You were never broken.
Yes, life may have felt like it broke you, but the very fact that you are still breathing, reading this, choosing life, means it never broke you.
Life can be really hard at times. I know this only too well. We can get into a place inside our minds where we just think ‘What’s the point? Why bother?’ It can feel like life is crushing us with the weight of responsibilities, if not from other people, but from the voices we learned growing up that became our own voice. We stopped questioning that voice and we started believing it was true.
If we are honest, we can take a good hard courageous look at ourselves and discover we’ve been telling a story for a very long time. Maybe since childhood, maybe since we reached adult years, but at some point, if we feel we are broken, we stopped telling new stories and kept on re-playing the same story over and over again.
It hurts like hell and sometimes we need the help of a therapist, a good psychiatrist or a counsellor to help us weed through the thoughts and beliefs we’ve been carrying to get through that dark time. At other times we may find a willing friend, a loving family member who listens or someone who simply bears witness to the journey we are taking and gives us space to process what has happened so we can begin afresh, begin anew.
Telling a new story isn’t easy. Not if you have been telling an old story for a long time.
My story was a failure story, my story was an ugly story, my story was a ‘never good enough’ story. I felt there was something wrong with me for a very long time. I was told this growing up and so like many stories told repeatedly, it got stuck inside my mind and I took it on as my own.

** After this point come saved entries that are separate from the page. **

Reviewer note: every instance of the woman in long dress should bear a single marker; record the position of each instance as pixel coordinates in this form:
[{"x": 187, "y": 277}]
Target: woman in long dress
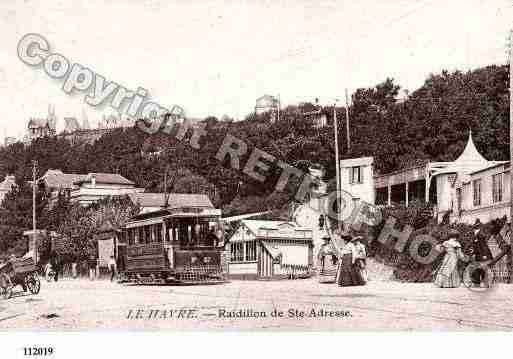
[
  {"x": 348, "y": 274},
  {"x": 448, "y": 275}
]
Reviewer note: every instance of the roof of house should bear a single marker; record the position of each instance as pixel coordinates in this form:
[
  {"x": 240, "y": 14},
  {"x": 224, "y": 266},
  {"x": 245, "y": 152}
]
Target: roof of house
[
  {"x": 281, "y": 229},
  {"x": 71, "y": 125},
  {"x": 176, "y": 200},
  {"x": 38, "y": 122},
  {"x": 7, "y": 183},
  {"x": 470, "y": 154},
  {"x": 109, "y": 178},
  {"x": 58, "y": 179}
]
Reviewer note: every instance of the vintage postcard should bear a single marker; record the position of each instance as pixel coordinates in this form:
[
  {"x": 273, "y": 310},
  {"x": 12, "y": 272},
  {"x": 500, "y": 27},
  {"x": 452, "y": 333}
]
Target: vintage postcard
[{"x": 229, "y": 165}]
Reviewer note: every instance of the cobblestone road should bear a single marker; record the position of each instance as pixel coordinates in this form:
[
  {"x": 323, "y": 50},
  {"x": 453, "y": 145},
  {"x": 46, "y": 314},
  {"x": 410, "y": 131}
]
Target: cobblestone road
[{"x": 85, "y": 305}]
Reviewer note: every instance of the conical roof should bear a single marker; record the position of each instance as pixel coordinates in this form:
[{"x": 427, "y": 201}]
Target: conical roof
[{"x": 470, "y": 154}]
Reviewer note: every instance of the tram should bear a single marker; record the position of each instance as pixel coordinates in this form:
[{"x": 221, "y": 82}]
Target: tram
[{"x": 175, "y": 246}]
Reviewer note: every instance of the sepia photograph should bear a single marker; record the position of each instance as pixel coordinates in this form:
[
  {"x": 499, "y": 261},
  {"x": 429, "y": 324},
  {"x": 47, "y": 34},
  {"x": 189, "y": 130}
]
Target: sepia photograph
[{"x": 254, "y": 166}]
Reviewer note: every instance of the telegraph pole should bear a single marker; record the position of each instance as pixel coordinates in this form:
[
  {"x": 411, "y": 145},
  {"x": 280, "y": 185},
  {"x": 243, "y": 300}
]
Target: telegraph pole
[
  {"x": 34, "y": 188},
  {"x": 347, "y": 124},
  {"x": 279, "y": 105},
  {"x": 510, "y": 53},
  {"x": 337, "y": 162}
]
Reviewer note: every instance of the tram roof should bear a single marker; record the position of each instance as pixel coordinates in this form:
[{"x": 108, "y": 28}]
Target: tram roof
[{"x": 175, "y": 201}]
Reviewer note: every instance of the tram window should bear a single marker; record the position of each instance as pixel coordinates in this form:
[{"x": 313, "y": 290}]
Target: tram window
[
  {"x": 141, "y": 235},
  {"x": 158, "y": 233},
  {"x": 130, "y": 236},
  {"x": 250, "y": 251},
  {"x": 147, "y": 234},
  {"x": 237, "y": 252}
]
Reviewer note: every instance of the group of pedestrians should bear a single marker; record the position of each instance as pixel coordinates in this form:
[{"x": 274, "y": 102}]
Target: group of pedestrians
[
  {"x": 53, "y": 268},
  {"x": 351, "y": 260},
  {"x": 448, "y": 274}
]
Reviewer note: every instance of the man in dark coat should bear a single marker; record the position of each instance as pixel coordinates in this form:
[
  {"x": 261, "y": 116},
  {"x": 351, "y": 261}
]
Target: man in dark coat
[
  {"x": 481, "y": 251},
  {"x": 56, "y": 265}
]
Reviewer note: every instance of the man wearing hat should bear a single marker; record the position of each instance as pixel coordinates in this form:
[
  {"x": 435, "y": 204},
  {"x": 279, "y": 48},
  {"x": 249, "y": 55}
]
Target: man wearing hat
[
  {"x": 481, "y": 251},
  {"x": 325, "y": 251},
  {"x": 361, "y": 256}
]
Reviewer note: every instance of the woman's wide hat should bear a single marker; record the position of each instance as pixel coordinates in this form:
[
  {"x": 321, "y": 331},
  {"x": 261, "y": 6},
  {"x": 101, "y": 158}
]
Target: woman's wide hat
[{"x": 453, "y": 233}]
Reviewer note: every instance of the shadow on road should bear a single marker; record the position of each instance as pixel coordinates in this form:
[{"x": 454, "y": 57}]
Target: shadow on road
[{"x": 354, "y": 295}]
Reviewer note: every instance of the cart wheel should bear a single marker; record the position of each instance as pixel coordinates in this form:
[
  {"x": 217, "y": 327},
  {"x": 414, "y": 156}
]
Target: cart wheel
[
  {"x": 8, "y": 292},
  {"x": 5, "y": 286},
  {"x": 33, "y": 283}
]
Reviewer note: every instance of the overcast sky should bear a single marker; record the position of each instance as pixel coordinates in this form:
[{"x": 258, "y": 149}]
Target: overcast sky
[{"x": 217, "y": 57}]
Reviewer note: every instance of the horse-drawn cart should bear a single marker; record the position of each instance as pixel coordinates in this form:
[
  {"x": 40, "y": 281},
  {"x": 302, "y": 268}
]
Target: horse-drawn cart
[{"x": 19, "y": 271}]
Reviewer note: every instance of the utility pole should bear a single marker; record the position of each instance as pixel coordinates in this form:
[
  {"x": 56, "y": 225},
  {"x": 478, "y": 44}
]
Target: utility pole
[
  {"x": 347, "y": 124},
  {"x": 34, "y": 188},
  {"x": 279, "y": 105},
  {"x": 337, "y": 163},
  {"x": 510, "y": 53}
]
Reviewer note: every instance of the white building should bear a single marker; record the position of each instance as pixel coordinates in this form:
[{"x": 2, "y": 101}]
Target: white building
[
  {"x": 92, "y": 187},
  {"x": 86, "y": 188},
  {"x": 266, "y": 103},
  {"x": 468, "y": 188},
  {"x": 270, "y": 250},
  {"x": 357, "y": 178}
]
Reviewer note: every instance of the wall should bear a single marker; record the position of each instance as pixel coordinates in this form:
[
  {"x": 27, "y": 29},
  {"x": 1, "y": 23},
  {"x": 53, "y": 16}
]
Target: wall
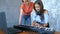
[
  {"x": 53, "y": 7},
  {"x": 11, "y": 8}
]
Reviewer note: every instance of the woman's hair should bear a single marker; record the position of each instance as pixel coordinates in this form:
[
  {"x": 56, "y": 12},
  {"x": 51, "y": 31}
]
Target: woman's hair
[
  {"x": 23, "y": 1},
  {"x": 41, "y": 6}
]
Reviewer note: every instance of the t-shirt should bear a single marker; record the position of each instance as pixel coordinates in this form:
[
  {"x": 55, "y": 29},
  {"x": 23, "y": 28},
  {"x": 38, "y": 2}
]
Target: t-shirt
[{"x": 27, "y": 9}]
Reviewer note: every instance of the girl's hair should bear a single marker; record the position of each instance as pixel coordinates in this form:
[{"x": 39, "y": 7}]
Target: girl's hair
[{"x": 41, "y": 6}]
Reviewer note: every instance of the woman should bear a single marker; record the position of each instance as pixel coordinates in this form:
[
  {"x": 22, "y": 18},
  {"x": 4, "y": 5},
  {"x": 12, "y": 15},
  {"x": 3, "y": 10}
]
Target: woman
[
  {"x": 26, "y": 9},
  {"x": 40, "y": 15},
  {"x": 40, "y": 18}
]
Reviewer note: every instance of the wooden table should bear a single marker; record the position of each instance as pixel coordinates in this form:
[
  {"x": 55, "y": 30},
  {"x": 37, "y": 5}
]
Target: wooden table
[{"x": 2, "y": 32}]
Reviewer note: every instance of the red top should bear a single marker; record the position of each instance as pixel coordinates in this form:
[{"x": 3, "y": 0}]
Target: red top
[{"x": 27, "y": 9}]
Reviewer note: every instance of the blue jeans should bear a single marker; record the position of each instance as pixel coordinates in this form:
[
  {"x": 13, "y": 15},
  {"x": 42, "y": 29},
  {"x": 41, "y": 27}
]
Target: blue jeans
[
  {"x": 26, "y": 20},
  {"x": 42, "y": 31}
]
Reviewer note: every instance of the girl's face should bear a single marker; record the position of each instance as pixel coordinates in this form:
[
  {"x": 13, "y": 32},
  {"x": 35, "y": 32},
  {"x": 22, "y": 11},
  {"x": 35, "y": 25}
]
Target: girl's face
[
  {"x": 37, "y": 7},
  {"x": 25, "y": 1}
]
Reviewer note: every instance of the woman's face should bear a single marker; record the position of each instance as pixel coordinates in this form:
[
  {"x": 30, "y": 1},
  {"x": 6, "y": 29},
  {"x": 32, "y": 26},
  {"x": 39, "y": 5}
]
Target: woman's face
[
  {"x": 37, "y": 7},
  {"x": 25, "y": 1}
]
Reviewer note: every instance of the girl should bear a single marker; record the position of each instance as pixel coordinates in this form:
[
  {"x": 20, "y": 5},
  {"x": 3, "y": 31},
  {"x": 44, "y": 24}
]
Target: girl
[{"x": 26, "y": 9}]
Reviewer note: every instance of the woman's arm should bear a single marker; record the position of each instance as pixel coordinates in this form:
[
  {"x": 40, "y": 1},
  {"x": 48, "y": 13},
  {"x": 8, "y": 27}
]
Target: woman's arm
[
  {"x": 45, "y": 18},
  {"x": 20, "y": 18}
]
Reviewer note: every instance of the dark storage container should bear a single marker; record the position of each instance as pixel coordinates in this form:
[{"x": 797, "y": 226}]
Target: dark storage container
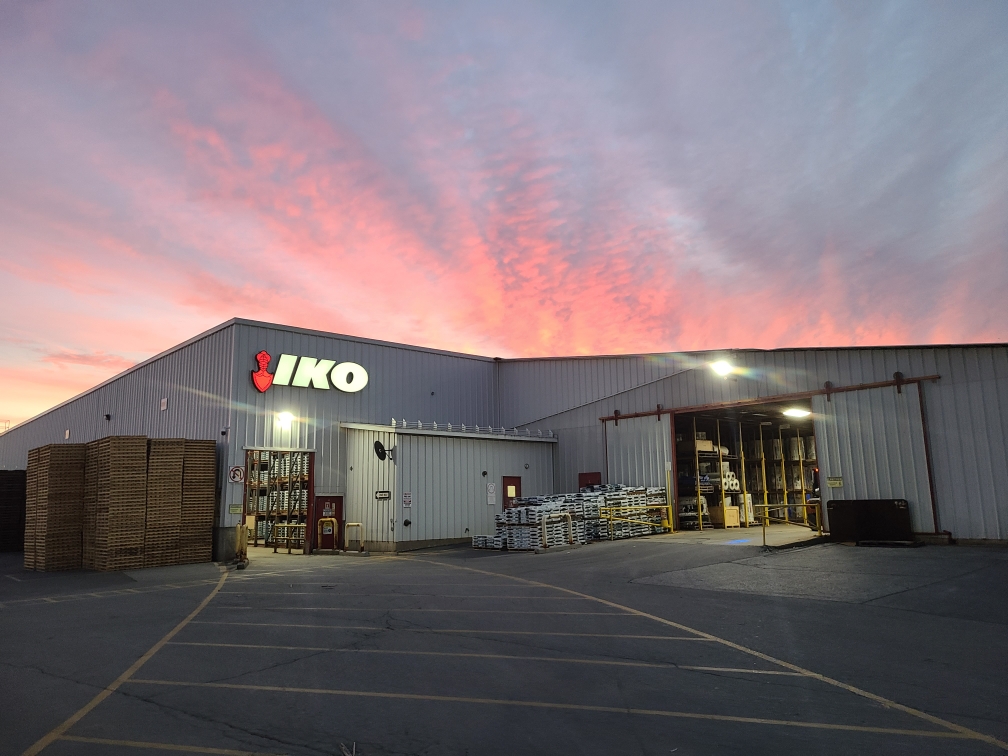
[{"x": 870, "y": 520}]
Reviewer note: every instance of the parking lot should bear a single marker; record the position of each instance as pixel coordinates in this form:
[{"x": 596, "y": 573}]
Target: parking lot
[{"x": 650, "y": 646}]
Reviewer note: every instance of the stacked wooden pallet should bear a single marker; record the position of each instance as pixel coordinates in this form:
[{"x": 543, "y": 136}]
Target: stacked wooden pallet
[
  {"x": 54, "y": 507},
  {"x": 199, "y": 501},
  {"x": 12, "y": 506},
  {"x": 164, "y": 501},
  {"x": 90, "y": 505},
  {"x": 121, "y": 502}
]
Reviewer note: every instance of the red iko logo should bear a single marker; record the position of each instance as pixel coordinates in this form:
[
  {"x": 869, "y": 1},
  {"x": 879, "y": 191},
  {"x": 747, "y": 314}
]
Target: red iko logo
[{"x": 347, "y": 376}]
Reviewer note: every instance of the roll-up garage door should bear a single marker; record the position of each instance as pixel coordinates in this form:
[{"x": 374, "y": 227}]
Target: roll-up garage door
[
  {"x": 871, "y": 446},
  {"x": 638, "y": 451}
]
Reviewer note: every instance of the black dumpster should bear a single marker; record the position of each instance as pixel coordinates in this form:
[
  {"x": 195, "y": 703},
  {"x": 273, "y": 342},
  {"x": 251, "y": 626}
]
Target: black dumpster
[{"x": 860, "y": 520}]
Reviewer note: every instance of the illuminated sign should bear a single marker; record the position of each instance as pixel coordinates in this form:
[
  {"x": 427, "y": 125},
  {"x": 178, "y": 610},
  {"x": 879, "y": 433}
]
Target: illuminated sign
[{"x": 292, "y": 370}]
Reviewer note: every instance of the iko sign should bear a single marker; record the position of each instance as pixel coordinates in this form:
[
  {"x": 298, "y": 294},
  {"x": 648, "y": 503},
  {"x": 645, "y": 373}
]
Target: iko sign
[{"x": 292, "y": 370}]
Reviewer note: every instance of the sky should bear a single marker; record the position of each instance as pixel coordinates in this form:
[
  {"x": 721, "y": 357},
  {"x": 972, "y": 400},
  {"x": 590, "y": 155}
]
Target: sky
[{"x": 500, "y": 178}]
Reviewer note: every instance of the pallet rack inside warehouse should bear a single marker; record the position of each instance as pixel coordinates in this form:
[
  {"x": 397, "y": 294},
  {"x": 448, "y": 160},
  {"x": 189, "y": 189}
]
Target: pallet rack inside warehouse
[
  {"x": 278, "y": 487},
  {"x": 785, "y": 481}
]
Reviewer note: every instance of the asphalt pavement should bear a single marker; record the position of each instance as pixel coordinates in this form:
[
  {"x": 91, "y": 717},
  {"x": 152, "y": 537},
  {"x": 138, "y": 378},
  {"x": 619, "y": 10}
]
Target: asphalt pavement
[{"x": 655, "y": 645}]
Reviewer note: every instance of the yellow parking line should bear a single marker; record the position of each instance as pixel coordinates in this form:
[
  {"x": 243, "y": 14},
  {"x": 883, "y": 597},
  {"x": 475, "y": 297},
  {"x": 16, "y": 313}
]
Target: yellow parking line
[
  {"x": 159, "y": 746},
  {"x": 337, "y": 594},
  {"x": 57, "y": 732},
  {"x": 556, "y": 706},
  {"x": 449, "y": 630},
  {"x": 960, "y": 729},
  {"x": 228, "y": 607},
  {"x": 508, "y": 657}
]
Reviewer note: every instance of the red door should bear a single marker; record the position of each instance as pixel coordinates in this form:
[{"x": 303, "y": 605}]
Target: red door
[
  {"x": 511, "y": 490},
  {"x": 328, "y": 506}
]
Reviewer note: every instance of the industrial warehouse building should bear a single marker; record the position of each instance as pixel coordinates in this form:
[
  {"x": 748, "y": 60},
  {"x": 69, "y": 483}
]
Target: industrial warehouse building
[{"x": 423, "y": 447}]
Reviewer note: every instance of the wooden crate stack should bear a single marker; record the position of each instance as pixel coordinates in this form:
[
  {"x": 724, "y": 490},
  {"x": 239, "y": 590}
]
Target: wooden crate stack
[
  {"x": 54, "y": 507},
  {"x": 121, "y": 502},
  {"x": 12, "y": 509},
  {"x": 199, "y": 501},
  {"x": 30, "y": 504},
  {"x": 90, "y": 505},
  {"x": 164, "y": 500}
]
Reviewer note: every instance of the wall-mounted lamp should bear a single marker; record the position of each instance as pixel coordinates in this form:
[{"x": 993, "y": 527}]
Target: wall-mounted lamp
[
  {"x": 796, "y": 412},
  {"x": 722, "y": 368}
]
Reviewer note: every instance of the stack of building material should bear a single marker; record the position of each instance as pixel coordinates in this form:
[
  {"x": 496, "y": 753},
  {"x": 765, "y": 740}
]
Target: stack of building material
[
  {"x": 12, "y": 506},
  {"x": 121, "y": 502},
  {"x": 196, "y": 540},
  {"x": 54, "y": 506},
  {"x": 90, "y": 505},
  {"x": 520, "y": 527},
  {"x": 30, "y": 505},
  {"x": 164, "y": 501}
]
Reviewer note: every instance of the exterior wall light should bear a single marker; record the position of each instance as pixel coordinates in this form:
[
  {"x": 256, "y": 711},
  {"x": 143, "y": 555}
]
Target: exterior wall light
[
  {"x": 722, "y": 368},
  {"x": 796, "y": 412}
]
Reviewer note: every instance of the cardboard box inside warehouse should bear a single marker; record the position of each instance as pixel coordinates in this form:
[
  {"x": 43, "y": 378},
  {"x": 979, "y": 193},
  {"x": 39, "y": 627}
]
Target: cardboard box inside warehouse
[{"x": 295, "y": 414}]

There’s nothing wrong with telling your story. You may even think that you will never be able to tell a new story, that your story is just too powerful, too old. You can resign yourself to life the way it has always been and accept it, or you can slowly put those illusory broken pieces back together and find a new way.
How Do We Tell A New Story?
We start small. We don’t expect to be positive, uplifted, joyful humans immediately, we accept that we will have easier days than others and some days we will get lost in the old story.
We are dangling over a chasm between a new world and an old world and letting go of the old world comes with a price. And sometimes that price can feel too painful to the ego or the inner child, until we question what the price is and whether it is worthwhile to let it go, grieve the loss of the old and move forward, move on, only then can we make larger strides forward.
We need to discover (alone or with the help of a therapist) what is it about change or the new that scares us so much? What secondary benefits are we getting from holding on to the old story?
Examples of stories can be
- I’m such a failure
- I’m too ugly to be loved
- I’m anxious all the time and this will never change
- My body is too sick for change
- Relationships don’t work out for me
All these stories can have benefits that feel far too risky to lose for the fragile sense of self we have been holding onto for so long.
For me, success was too scary. Success meant I was more visible, I was seen, I was heard. And with success comes the risk of criticism and praise and I feared both. And success meant those who loved me for being so small, may not love me anymore.
Thinking you are too ugly to be loved or in a relationship could mean that you never put yourself out there to risk rejection, but at the same time you don’t risk acceptance or love.
If we carry an anxiety story, it may be keeping us safe, stopping us stepping into our power, trying out new things, awakening inner skills and talents. And doing this may mean changes in our relationships.
Only we will know what benefits we gain from carrying the old broken ‘story’.
We Were Never Broken Or Faulty
We had faulty thinking, but we are not faulty. We may have been believing false and illusory thinking passed onto us because of life experiences of indoctrination from society or family, but who we really are is so much more than this. We are essentially whole at our core. That wholeness has been awaiting us to remember this. If we begin to question our story, that story can then begin to unravel and change.